DETROIT – Poor cardiorespiratory fitness combined with other risk factors can increase the long-term risk of death by nearly 34%, according to a study involving nearly 70,000 patients of Henry Ford Hospital.
Researchers made the finding during the Henry Ford ExercIse Testing Project, or FIT Project, the largest study of cardiorespiratory fitness to date.
The unprecedented, long-term project looked at mortality rates of 69,858 patients age 18 to 96 who underwent treadmill stress testing between 1991 and 2009 at Henry Ford Health System facilities. This analysis included 58,818 patients who had no history of coronary blockages or heart failure.
Patients were referred by physicians for the treadmill testing, which measures how efficiently their heart transports blood and their body utilizes oxygen as they walk progressively faster and at steeper inclines.
Researchers then compared the patients’ cardiorespiratory fitness level to their risk factors for cardiovascular disease: age, sex, HDL cholesterol and cholesterol levels, race, systolic blood pressure, smoking, blood pressure medication use and diabetes. To estimate patients’ risk score, investigators used a new risk estimator calculator recommended by the American College of Cardiology and the American Heart Association in 2013.
“The people with the highest risk factor score and the lowest fitness level were associated with nearly a 34% increase in future relative risk for death compared to people who had the lowest risk score and the highest fitness level,” says Henry Ford Hospital researcher and study co-author Steven Keteyian, Ph.D.
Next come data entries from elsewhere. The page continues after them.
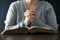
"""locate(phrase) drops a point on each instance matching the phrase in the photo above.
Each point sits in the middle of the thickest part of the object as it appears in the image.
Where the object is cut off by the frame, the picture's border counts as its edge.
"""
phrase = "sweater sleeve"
(11, 18)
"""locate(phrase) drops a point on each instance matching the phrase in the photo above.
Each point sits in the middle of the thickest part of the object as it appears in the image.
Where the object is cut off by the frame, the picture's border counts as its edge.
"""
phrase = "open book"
(26, 30)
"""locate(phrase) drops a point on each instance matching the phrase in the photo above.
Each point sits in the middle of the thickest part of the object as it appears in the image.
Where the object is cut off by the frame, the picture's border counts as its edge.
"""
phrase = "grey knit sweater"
(46, 17)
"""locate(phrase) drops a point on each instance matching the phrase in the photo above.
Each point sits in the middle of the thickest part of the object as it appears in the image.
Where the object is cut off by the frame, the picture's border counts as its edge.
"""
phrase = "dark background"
(4, 5)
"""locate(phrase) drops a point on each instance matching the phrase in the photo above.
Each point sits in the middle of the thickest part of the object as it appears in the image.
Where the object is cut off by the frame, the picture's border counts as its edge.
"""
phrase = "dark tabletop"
(31, 37)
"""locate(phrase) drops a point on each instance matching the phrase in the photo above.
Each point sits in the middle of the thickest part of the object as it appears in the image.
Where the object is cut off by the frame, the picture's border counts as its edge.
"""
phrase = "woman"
(28, 13)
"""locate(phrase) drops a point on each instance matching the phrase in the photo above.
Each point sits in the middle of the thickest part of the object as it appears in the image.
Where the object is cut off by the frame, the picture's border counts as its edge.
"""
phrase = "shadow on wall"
(4, 5)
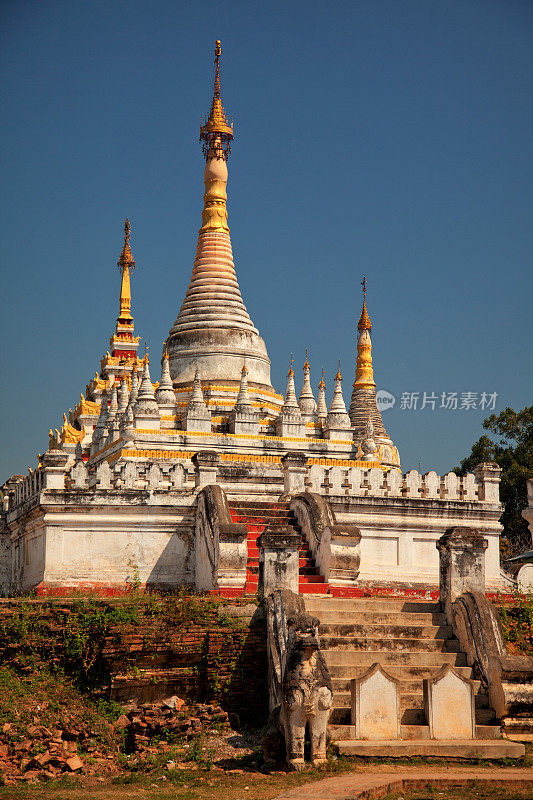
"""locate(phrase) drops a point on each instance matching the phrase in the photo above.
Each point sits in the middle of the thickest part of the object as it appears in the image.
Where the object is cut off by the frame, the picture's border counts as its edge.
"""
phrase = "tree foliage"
(512, 450)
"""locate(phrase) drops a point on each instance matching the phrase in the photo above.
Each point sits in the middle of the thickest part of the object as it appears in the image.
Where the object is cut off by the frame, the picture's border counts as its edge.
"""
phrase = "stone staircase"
(411, 641)
(257, 516)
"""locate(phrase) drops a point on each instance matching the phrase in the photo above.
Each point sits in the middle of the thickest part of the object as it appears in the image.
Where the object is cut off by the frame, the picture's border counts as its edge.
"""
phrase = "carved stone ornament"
(307, 695)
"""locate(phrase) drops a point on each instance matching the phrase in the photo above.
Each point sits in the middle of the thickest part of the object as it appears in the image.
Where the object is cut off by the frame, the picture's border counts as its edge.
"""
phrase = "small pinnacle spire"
(123, 395)
(321, 407)
(113, 405)
(291, 404)
(165, 391)
(197, 397)
(242, 398)
(291, 371)
(337, 415)
(134, 389)
(306, 400)
(146, 404)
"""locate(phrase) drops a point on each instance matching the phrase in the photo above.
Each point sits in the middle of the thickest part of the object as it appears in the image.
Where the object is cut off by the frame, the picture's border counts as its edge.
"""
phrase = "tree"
(513, 452)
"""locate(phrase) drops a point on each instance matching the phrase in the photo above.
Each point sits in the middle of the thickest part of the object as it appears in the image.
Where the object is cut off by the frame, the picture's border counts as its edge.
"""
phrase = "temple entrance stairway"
(257, 516)
(411, 641)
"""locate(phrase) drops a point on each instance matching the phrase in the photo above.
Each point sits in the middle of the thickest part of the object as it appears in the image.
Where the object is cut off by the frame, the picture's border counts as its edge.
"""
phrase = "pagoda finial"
(216, 134)
(291, 371)
(218, 53)
(126, 265)
(364, 374)
(364, 323)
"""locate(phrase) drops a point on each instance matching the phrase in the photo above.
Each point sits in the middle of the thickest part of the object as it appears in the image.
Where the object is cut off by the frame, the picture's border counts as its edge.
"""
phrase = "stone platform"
(455, 748)
(363, 786)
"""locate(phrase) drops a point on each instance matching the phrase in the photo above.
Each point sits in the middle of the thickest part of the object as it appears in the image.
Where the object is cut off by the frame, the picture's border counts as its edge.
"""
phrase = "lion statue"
(306, 696)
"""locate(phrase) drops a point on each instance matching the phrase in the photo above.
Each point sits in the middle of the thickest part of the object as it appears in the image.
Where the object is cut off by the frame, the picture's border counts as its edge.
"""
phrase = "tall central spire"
(213, 328)
(126, 265)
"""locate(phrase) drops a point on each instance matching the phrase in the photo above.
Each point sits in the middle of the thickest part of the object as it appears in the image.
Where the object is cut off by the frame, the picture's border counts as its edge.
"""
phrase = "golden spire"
(126, 265)
(216, 133)
(291, 371)
(364, 373)
(364, 323)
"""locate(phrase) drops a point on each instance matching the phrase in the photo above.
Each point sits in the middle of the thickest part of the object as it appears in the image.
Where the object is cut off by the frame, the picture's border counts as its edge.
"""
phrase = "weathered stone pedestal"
(449, 703)
(294, 472)
(375, 705)
(205, 467)
(278, 559)
(462, 565)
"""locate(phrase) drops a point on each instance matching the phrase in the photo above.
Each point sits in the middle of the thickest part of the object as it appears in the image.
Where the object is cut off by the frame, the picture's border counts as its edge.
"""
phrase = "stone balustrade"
(376, 482)
(483, 486)
(27, 487)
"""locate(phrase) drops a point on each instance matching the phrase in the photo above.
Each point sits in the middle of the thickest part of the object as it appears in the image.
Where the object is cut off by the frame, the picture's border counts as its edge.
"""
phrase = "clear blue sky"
(385, 137)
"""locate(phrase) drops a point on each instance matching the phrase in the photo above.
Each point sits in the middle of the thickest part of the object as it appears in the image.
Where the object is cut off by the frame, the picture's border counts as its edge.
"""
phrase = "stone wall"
(159, 650)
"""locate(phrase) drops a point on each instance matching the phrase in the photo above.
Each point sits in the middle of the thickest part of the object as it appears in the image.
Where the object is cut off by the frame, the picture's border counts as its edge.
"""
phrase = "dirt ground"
(225, 769)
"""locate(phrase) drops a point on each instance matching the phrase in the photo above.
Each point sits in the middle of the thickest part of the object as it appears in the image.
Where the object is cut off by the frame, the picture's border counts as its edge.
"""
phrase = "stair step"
(398, 644)
(313, 588)
(375, 604)
(398, 618)
(459, 748)
(409, 690)
(374, 631)
(406, 674)
(350, 659)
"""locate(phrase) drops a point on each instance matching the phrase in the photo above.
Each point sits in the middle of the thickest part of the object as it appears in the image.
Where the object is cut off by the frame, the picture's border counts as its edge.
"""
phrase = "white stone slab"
(376, 705)
(449, 701)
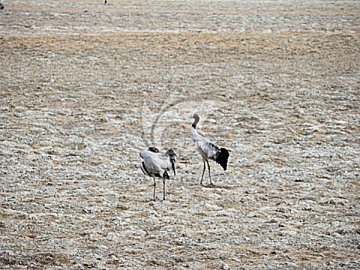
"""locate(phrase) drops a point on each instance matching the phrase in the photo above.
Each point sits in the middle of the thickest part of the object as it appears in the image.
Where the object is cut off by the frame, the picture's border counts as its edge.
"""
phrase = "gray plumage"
(208, 150)
(158, 165)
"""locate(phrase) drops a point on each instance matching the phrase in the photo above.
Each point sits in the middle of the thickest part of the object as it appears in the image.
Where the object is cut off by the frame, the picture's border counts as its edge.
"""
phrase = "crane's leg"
(211, 184)
(202, 177)
(164, 187)
(154, 189)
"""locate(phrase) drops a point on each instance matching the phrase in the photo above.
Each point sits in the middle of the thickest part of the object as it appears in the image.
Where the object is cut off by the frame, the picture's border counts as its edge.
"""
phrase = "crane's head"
(197, 119)
(153, 149)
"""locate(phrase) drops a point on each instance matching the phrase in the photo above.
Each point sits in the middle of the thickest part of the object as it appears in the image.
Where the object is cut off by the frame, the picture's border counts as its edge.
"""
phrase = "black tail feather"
(222, 158)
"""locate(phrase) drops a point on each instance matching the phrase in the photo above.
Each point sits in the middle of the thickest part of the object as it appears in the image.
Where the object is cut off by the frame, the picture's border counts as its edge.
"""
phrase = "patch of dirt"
(86, 86)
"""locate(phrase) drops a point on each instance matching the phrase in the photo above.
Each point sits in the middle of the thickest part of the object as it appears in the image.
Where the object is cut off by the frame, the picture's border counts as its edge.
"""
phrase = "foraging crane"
(207, 149)
(156, 164)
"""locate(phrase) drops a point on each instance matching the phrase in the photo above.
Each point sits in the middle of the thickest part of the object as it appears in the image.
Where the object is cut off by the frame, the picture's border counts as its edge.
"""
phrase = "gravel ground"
(85, 86)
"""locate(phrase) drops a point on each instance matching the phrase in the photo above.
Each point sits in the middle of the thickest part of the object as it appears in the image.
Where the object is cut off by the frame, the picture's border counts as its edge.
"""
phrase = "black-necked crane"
(156, 164)
(207, 149)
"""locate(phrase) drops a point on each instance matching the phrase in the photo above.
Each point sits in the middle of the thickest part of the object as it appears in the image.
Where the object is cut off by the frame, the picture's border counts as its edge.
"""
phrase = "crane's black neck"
(196, 121)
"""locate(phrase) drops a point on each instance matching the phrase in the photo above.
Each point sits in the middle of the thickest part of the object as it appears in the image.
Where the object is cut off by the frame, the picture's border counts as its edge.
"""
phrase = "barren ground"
(84, 87)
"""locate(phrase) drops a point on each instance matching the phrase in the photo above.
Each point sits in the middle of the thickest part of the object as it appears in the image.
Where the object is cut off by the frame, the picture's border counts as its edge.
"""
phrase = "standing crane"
(156, 164)
(207, 149)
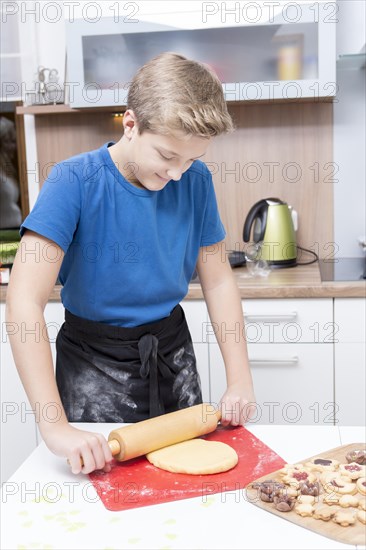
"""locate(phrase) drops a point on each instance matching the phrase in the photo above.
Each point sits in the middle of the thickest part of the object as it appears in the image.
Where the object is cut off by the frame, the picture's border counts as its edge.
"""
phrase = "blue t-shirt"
(129, 253)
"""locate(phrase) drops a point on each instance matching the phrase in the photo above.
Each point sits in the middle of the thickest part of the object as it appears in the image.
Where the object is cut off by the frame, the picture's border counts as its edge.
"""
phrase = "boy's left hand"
(237, 405)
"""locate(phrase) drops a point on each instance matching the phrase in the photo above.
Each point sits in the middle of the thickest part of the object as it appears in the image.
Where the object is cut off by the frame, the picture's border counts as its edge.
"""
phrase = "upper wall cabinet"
(260, 51)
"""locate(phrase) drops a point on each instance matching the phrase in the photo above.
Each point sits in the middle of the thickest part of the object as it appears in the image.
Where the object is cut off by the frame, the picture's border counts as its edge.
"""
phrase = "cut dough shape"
(196, 456)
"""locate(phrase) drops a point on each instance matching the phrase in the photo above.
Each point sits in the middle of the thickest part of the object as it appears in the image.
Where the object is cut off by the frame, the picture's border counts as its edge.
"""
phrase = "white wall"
(349, 133)
(349, 108)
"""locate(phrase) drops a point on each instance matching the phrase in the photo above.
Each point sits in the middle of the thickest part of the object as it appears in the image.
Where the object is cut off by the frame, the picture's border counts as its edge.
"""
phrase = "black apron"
(106, 373)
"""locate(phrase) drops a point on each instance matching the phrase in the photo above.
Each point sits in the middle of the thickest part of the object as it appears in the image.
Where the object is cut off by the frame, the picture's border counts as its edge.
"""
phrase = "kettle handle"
(259, 207)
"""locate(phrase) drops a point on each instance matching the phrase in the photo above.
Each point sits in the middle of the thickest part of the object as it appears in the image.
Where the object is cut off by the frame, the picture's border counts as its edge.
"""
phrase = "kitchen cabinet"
(350, 360)
(18, 428)
(259, 52)
(17, 52)
(290, 347)
(19, 432)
The principal investigator of the FIT Project, Henry Ford attending cardiologist Mouaz H. Al-Mallah, M.D., who is also affiliated with King AbdulAziz Cardiac Center in Riyadh, Saudi Arabia, will present the findings March 16 at the American College of Cardiology’s 64th Annual Scientific Session and Expo in San Diego.
The FIT Project also shows that good cardiorespiratory fitness is associated with lower death rates regardless of how the person scores on the Risk Estimator, says Dr. Al-Mallah.
“The benefit of cardiorespiratory fitness is seen in all patients, regardless of where their level of risk begins,” says Dr. Al-Mallah. “Regardless of what your risk score tells you, you still have to be fit.”
Dr. Keteyian points out that regular exercise is the easiest way to improve cardiorespiratory fitness. Other factors that influence fitness are age and genetics.
Henry Ford researcher Clinton Brawner, PhD, and Michael Blaha, M.D., M.P.H., director of clinical research at the Johns Hopkins Ciccarone Center for the Prevention of Heart Disease, are also involved in analyzing data from the FIT Project. Exercise physiologists and nurses entered the treadmill, medical history and medication data into the patients’ electronic medical record. The FIT Project’s analysis of data was approved by the Henry Ford Health System institutional review board.